Erskine, who plans to leave city politics for a few years to spend more time with his family, said that after leaving office in November he may help promote Pierside Village and an outdoor youth sports complex planned for Huntington Central Park, among other projects.
Erskine was elected to a four-year term in November, 1986. He served as the city’s mayor in 1988, after being appointed to the post by his council colleagues.
He has been a leading council advocate of Pierside Village, a controversial proposal to build a complex of restaurants on bluffs next to the Municipal Pier now paved for street-level parking. Opponents say the project would block ocean views, but Erskine and four other council proponents argue that it would attract more people to the beach and bring more revenue to the city.
Erskine also has been a supporter of the youth sports complex--a mixture of lighted baseball, soccer and football fields--first proposed in June. He said he is considering joining Tom Duchene, lead spokesman for a coalition of youth groups proposing the complex, in helping to complete the project.
“When I met Duchene two months ago, I really liked him,” Erskine said. “And this is the kind of cause I can get behind.”
After spending a few years concentrating on his law practice, attending to family matters and playing golf, Erskine said he will consider running again for a council seat.
“My wife (Diane) and I talked about it, and we decided it would be best if I hung up my shoes for a couple years,” he said. “Maybe I’ll become a candidate again in two years or four years from now, if I rekindle my enthusiasm.”
During the upcoming council campaign, in which Councilwoman Grace Winchell is seeking reelection and three open seats are being contested, Erskine said he plans to support Ed Mountford, the planning commissioner he appointed, along with former city administrator Paul Cook and Huntington Beach Union High School District board president Linda Moulton-Patterson.
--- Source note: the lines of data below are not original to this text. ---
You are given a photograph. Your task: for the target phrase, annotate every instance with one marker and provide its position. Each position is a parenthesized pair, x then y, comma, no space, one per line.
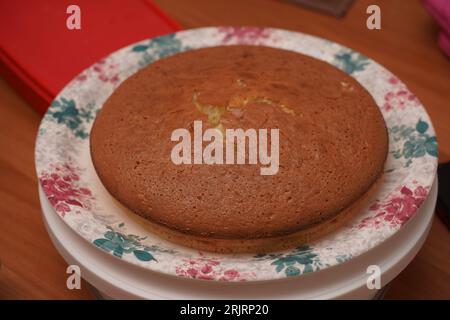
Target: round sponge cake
(332,147)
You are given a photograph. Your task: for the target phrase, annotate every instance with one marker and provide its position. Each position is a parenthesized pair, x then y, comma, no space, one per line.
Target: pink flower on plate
(244,35)
(62,189)
(209,269)
(105,71)
(397,210)
(399,97)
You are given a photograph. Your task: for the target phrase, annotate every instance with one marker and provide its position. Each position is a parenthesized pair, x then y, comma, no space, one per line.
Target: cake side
(333,142)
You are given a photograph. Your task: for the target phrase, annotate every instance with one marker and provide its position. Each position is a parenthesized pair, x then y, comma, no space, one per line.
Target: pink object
(440,10)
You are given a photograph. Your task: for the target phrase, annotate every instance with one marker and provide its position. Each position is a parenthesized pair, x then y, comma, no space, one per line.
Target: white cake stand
(118,279)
He said he also may campaign against both competing city measures on the Nov. 6 ballot, including the one he and three council colleagues adopted to rival an initiative qualified by a park-and-beach preservation group.
The group’s initiative would require a citywide vote before the council could sell or lease any beach land or parkland, while the council-approved measure would restrict sales but would allow leasing of parks and beaches without voter approval.